Ma nel tempo la parola muta e in Germania, dove suona come Einfühlung, si offre ai romantici per indicare l’unione della natura e dell’uomo, la capacità di percepire la natura esterna, come interna, quasi appartenente al nostro stesso corpo. E quando arriva a mente, cuore e corpo, l’impatto stordisce.

Nel 1900 sfiora un apice nella definizione di Edith Stein, per la quale l’empatia è un atto paradossale grazie al quale l’altro – il diverso da noi – investendoci, ci porta in terre ignote, favorendo un’esperienza intima e così aprendoci al “sentire insieme”, quindi al nuovo, al non calcolato.

In seguito gli psicologi hanno fatto propria questa parola come un attrezzo del mestiere: descrive la presenza di una relazione tra persone capaci di capire (con la ragione) ciò che l’altro pensa e prova, ma anche di rispondergli emotivamente.

Dunque è quando compare l’Altro che questa parola conosce un’ulteriore svolta semantica. Perché l’altro provoca, comunica, rallegra ma anche disturba.

E qui sembra innescarsi un nuovo paradosso: tanto cresce la domanda di empatia (vedi le campagne elettorali di cui sopra), quanto appare sbiadita la coscienza della presenza degli altri.

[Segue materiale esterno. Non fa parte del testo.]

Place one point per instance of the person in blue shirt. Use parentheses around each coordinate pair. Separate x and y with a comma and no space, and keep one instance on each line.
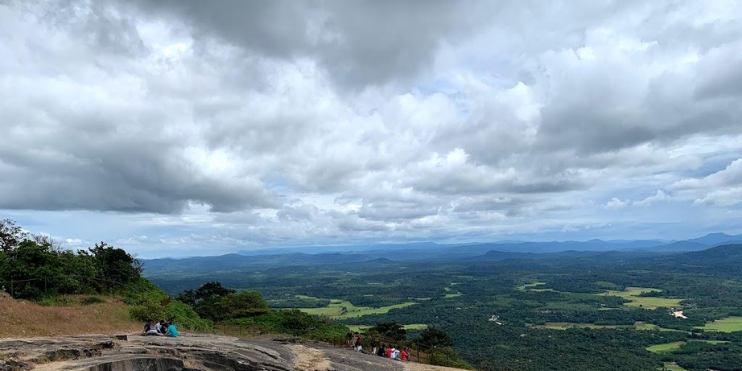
(171,330)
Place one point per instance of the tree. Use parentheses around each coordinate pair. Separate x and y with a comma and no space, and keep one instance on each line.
(11,235)
(212,290)
(187,297)
(208,301)
(390,331)
(244,304)
(115,266)
(434,338)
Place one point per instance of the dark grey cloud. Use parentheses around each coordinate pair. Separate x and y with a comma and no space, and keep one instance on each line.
(358,42)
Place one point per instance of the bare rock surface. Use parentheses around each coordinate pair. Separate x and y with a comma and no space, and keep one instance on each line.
(189,352)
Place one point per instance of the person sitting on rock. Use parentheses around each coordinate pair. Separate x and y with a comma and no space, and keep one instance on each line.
(149,330)
(172,331)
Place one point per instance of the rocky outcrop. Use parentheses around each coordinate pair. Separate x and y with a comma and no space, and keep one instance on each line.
(192,352)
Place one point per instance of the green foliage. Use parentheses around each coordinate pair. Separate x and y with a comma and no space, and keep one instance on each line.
(292,322)
(184,316)
(141,290)
(243,304)
(447,357)
(149,309)
(10,235)
(434,337)
(217,303)
(91,300)
(389,331)
(31,267)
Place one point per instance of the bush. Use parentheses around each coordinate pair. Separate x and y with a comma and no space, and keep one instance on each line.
(447,357)
(184,316)
(92,300)
(148,310)
(292,322)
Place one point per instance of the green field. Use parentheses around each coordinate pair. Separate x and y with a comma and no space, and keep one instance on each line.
(342,309)
(729,324)
(632,294)
(568,325)
(669,347)
(362,328)
(672,366)
(533,287)
(650,327)
(666,347)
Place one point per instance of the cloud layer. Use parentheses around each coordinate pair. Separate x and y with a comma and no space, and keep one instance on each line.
(176,126)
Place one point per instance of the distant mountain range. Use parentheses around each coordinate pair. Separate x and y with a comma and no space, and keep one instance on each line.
(369,255)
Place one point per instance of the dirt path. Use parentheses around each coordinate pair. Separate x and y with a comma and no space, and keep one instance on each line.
(412,366)
(309,359)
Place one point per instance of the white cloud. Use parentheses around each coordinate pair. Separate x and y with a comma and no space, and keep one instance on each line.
(200,128)
(615,204)
(659,197)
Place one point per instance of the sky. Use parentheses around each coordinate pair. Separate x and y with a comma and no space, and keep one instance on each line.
(185,127)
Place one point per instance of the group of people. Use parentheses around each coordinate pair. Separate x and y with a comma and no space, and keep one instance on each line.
(162,328)
(354,340)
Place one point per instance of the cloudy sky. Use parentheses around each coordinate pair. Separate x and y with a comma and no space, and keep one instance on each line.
(186,127)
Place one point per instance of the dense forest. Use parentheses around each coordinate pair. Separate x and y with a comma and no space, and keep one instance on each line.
(34,267)
(573,311)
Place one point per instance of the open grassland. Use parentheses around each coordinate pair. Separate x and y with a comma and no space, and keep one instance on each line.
(633,295)
(672,366)
(729,324)
(534,286)
(666,347)
(26,319)
(669,347)
(342,309)
(569,325)
(414,326)
(650,327)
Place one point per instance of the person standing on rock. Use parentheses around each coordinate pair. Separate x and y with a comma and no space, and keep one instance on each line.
(374,345)
(172,331)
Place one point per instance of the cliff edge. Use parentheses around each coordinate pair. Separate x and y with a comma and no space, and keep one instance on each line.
(191,352)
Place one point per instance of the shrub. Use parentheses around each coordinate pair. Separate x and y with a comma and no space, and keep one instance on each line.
(91,300)
(148,310)
(447,357)
(184,316)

Basta il test di un viaggio in treno di questi tempi: il controllore deve ad ogni passo invitare i passeggeri a indossare bene la mascherina para-virus. Non si tratta per forza di negazionisti militanti, piuttosto di distratti che non registrano che ci sono altri intorno, che vanno protetti.

Non era invece distratto il filosofo che riconobbe il “santo” del nostro tempo postmoderno in Narciso. Concentrato totalmente su di sé e sulla propria auto-realizzazione, Narciso ritiene di non aver bisogno degli altri, al più gli servono, li parassita, e poi se ne libera.

Narciso con il suo specchio mostra che cosa sia il contrario dell’empatia: ancor più che la dispatia, come si usa in psicologia, è l’apatia, l’incapacità di accogliere l’altro, di provare immedesimazione e affetto, pathos.

Narciso si specchia, si conta le rughe, cerca nel suo medesimo sguardo la risposta alla domanda eterna “Chi sono io?”, e attorno a questa domanda auto-riferita si inaridisce fino a consumarsi.

Mentre sarebbe curioso, si spaccasse una buona volta quello specchio, vedere l’effetto dell’irruzione di qualcuno. Vedere cosa succederebbe se quella domanda si arricchisse di un “per qualcuno”, di un destino, diventando “Per chi sono io?”.

Sarebbe una rivoluzione. Per la persona e chi le viaggia accanto, magari sullo stesso treno.